Bridgeport mayor appeals bankruptcy court ruling that town is not insolvent.

A defiant Mayor Mary C. Moran of Bridgeport, Conn., yesterday appealed a federal bankruptcy judge's ruling that the city was not insolvent and therefore did not qualify for the court's protection.

As she filed a notice of appeal in the U.S. District Court in Bridgeport, Mayor Moran said the city's finances are caught in a legal Catch-22: The city has $27 million of cash on hand, a fact that hindered attempts to show its insolvency to the bankruptcy court.

But at the same time, state law mandates that Bridgeport save most of that money -- $25 million left over from a 1989 deficit borrowing that the state of Connecticut backed -- for cash-flow purposes.

Filing the notice of appeal just hours before a court-imposed deadline, the mayor kept alive her historic quest to use Chapter 9, the section of the bankruptcy code for municipalities.

Municipal bankruptcy experts say it is the first time that a large city has tried to file under the Bankruptcy Code. Bridgeport's population is roughly 140,000.

With bankruptcy counsel Zeisler & Zeisler, the city now has 15 days to file the text of the appeal, which will outline the specific reasons behind the city's disagreement with Judge Alan H.W. Shiff's Aug. 1 ruling that the city was not insolvent.

The state of Connecticut, which has opposed the city's bankruptcy filing from the start, has a week to appeal another decision by Judge Shiff. That decision, handed down July 26, said Connecticut statutes provide ample legal ground for the state's cities and towns to file Chapter 9 without specific approval.

Richard Blumenthal, the state's attorney general, could not be reached for comment yesterday on whether the state would appeal that ruling, but observers said they expect an appeal.

In a statement released yesterday, the mayor said she went to Hartford last week seeking emergency aid from the state.
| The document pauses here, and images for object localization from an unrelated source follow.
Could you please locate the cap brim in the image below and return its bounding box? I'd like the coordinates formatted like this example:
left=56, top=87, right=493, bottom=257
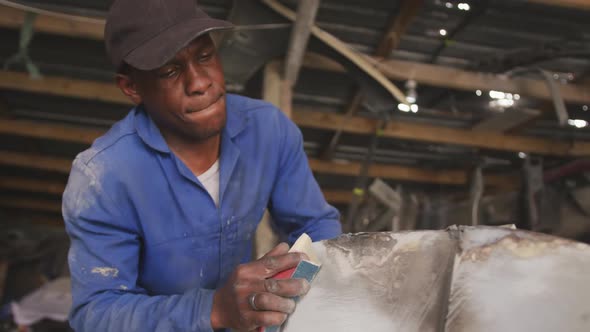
left=124, top=17, right=233, bottom=71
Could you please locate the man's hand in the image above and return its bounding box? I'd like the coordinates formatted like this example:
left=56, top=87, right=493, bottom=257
left=210, top=243, right=310, bottom=331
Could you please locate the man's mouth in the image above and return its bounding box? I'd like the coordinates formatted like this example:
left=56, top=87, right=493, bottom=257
left=186, top=93, right=224, bottom=114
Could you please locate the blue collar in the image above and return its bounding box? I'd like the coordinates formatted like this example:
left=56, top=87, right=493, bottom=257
left=224, top=94, right=249, bottom=138
left=133, top=94, right=248, bottom=154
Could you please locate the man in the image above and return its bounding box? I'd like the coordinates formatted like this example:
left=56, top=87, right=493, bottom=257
left=62, top=0, right=342, bottom=331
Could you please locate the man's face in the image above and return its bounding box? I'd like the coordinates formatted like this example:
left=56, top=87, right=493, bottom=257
left=124, top=34, right=227, bottom=142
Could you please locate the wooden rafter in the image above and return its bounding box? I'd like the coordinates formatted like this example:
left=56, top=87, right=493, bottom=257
left=375, top=0, right=425, bottom=57
left=0, top=150, right=71, bottom=173
left=0, top=70, right=127, bottom=105
left=1, top=4, right=588, bottom=104
left=0, top=139, right=514, bottom=188
left=0, top=0, right=586, bottom=42
left=1, top=71, right=587, bottom=156
left=0, top=151, right=355, bottom=204
left=0, top=198, right=62, bottom=213
left=2, top=212, right=64, bottom=227
left=309, top=159, right=517, bottom=190
left=262, top=0, right=407, bottom=103
left=322, top=0, right=424, bottom=160
left=292, top=108, right=590, bottom=157
left=322, top=190, right=353, bottom=204
left=528, top=0, right=590, bottom=10
left=0, top=176, right=66, bottom=195
left=0, top=166, right=355, bottom=208
left=278, top=0, right=321, bottom=117
left=0, top=114, right=100, bottom=144
left=0, top=5, right=104, bottom=40
left=303, top=53, right=590, bottom=105
left=0, top=172, right=352, bottom=212
left=473, top=108, right=542, bottom=132
left=0, top=260, right=6, bottom=301
left=0, top=173, right=353, bottom=204
left=262, top=60, right=288, bottom=111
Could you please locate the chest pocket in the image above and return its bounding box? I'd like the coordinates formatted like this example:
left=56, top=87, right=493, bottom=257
left=220, top=198, right=262, bottom=249
left=242, top=206, right=266, bottom=241
left=140, top=235, right=219, bottom=294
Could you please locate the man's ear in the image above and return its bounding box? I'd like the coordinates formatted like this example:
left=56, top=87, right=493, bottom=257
left=115, top=74, right=142, bottom=105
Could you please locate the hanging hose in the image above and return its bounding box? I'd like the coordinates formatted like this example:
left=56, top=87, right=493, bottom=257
left=538, top=68, right=568, bottom=127
left=3, top=11, right=41, bottom=78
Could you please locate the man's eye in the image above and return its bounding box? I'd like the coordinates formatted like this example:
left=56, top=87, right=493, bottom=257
left=159, top=68, right=178, bottom=78
left=199, top=52, right=214, bottom=62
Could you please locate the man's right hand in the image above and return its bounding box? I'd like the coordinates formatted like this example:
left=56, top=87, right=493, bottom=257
left=210, top=242, right=310, bottom=331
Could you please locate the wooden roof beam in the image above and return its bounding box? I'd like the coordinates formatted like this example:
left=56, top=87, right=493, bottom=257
left=0, top=174, right=353, bottom=204
left=0, top=70, right=128, bottom=105
left=276, top=0, right=320, bottom=117
left=0, top=176, right=66, bottom=195
left=322, top=190, right=353, bottom=205
left=262, top=0, right=407, bottom=104
left=0, top=150, right=71, bottom=173
left=309, top=159, right=517, bottom=190
left=263, top=60, right=291, bottom=117
left=0, top=143, right=515, bottom=188
left=0, top=174, right=352, bottom=205
left=375, top=0, right=425, bottom=57
left=0, top=4, right=104, bottom=40
left=292, top=107, right=590, bottom=157
left=0, top=116, right=101, bottom=144
left=0, top=198, right=61, bottom=213
left=472, top=108, right=542, bottom=132
left=322, top=0, right=424, bottom=160
left=0, top=150, right=356, bottom=204
left=2, top=71, right=587, bottom=156
left=528, top=0, right=590, bottom=10
left=1, top=211, right=64, bottom=227
left=303, top=53, right=590, bottom=105
left=1, top=4, right=588, bottom=104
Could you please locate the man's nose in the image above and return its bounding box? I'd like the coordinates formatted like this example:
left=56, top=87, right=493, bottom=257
left=184, top=63, right=212, bottom=95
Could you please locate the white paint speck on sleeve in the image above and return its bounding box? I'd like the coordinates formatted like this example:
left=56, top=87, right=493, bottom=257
left=91, top=267, right=119, bottom=277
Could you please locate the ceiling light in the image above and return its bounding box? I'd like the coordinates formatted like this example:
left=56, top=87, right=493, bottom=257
left=398, top=103, right=411, bottom=112
left=488, top=90, right=519, bottom=109
left=518, top=152, right=527, bottom=159
left=445, top=2, right=453, bottom=8
left=458, top=3, right=471, bottom=11
left=439, top=29, right=447, bottom=36
left=489, top=90, right=505, bottom=99
left=497, top=99, right=515, bottom=108
left=568, top=119, right=588, bottom=129
left=476, top=90, right=482, bottom=96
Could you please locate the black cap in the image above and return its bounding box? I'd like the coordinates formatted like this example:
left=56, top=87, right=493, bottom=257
left=105, top=0, right=233, bottom=71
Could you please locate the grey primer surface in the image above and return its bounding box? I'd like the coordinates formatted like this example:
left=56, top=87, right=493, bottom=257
left=282, top=226, right=590, bottom=332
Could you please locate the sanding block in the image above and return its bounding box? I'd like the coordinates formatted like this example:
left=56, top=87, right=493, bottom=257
left=259, top=233, right=321, bottom=332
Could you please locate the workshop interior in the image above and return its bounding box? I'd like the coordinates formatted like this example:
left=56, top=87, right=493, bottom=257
left=0, top=0, right=589, bottom=331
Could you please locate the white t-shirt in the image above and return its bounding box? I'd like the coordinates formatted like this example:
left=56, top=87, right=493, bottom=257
left=196, top=160, right=220, bottom=207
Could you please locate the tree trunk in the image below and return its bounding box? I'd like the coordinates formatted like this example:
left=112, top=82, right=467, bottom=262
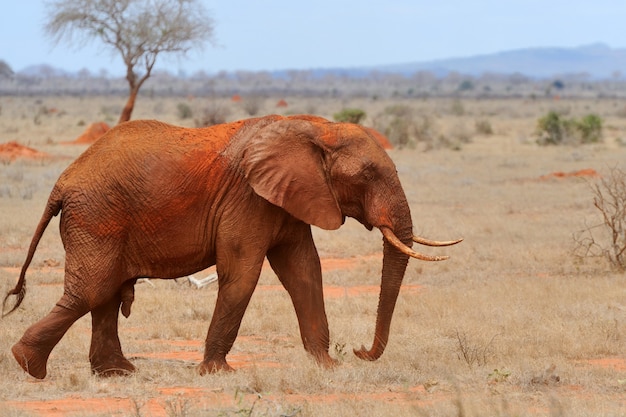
left=118, top=86, right=139, bottom=124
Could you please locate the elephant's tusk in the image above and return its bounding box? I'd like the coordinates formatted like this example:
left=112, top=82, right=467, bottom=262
left=381, top=227, right=450, bottom=261
left=413, top=235, right=463, bottom=247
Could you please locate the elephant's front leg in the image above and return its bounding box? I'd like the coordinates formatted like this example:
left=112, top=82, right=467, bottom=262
left=198, top=257, right=264, bottom=375
left=266, top=225, right=337, bottom=368
left=89, top=291, right=136, bottom=376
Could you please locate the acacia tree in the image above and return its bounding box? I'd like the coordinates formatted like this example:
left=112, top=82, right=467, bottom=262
left=44, top=0, right=215, bottom=123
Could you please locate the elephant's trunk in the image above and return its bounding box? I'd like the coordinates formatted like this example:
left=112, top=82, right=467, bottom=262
left=353, top=233, right=410, bottom=361
left=353, top=185, right=415, bottom=361
left=353, top=194, right=461, bottom=361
But Gov. Lowell P. Weicker Jr. set conditions that Mayor Moran said she could not meet: that the city not appeal Judge Shiff's Aug. 1 ruling: that it not rely on its $27 million cash reserve to close its budget gap; and that it raise property taxes.

A spokeswoman for the governor, however, yesterday rebutted Mayor Moran's claims.

"The governor laid out a series of options for the city of Bridgeport, all the time acknowleding that the decision as to how to proceed rested with the mayor," said Avice A. Meehan, Gov. Weicker's press secretary.

In her statement yesterday, Mayor Moran said that Gov. Weicker's set of conditions "runs contrary to everything I've been striving for these many months."

The mayor defended the process that led her to file a Chapter 9 petition. "I want to stress that the filing in June was based on solid and exhaustive study, along with an absolute resolve to face the facts," Mayor Moran said, according to a press release issued yesterday.

Chapter 9's insolvency test requires filers to show they are not paying debts as they come due or that they face an imminent possibility of not being able to pay debts.

In his decision Aug. 1, Judge Shiff fleshed out the insolvency criteria, holding that the city had to be able to foresee a default on its debt during the current fiscal year or in the coming fiscal year's budget if the budget had already been adopted.

One legal expert said that although the city will not be able to use new evidence in its appeal, it may argue that the district court should interpret the bankruptcy code differently.

In July hearings, attorneys for Bridgeport tried to forecast an inability to meet payments in fiscal 1993, for which the city has yet to adopt a budget.

The city last month announced plans to use its $27 million cash reserve to bridge its budget gap. The city said Judge Shiff's ruling that the city was not insolvent, in large part because of its $27 million in cash, means that the money can be used by the city to comply with a state mandate for budget balance.

"The Chapter 9 declaration was, in effect, the instrument that made these funds available," Mayor Moran said yesterday.

In addition, the city last month announced plans to hire 100 new police officers to cope with what it said was an unprecedented number of murders so far this year. The plan would cost the city $2.5 million this fiscal year.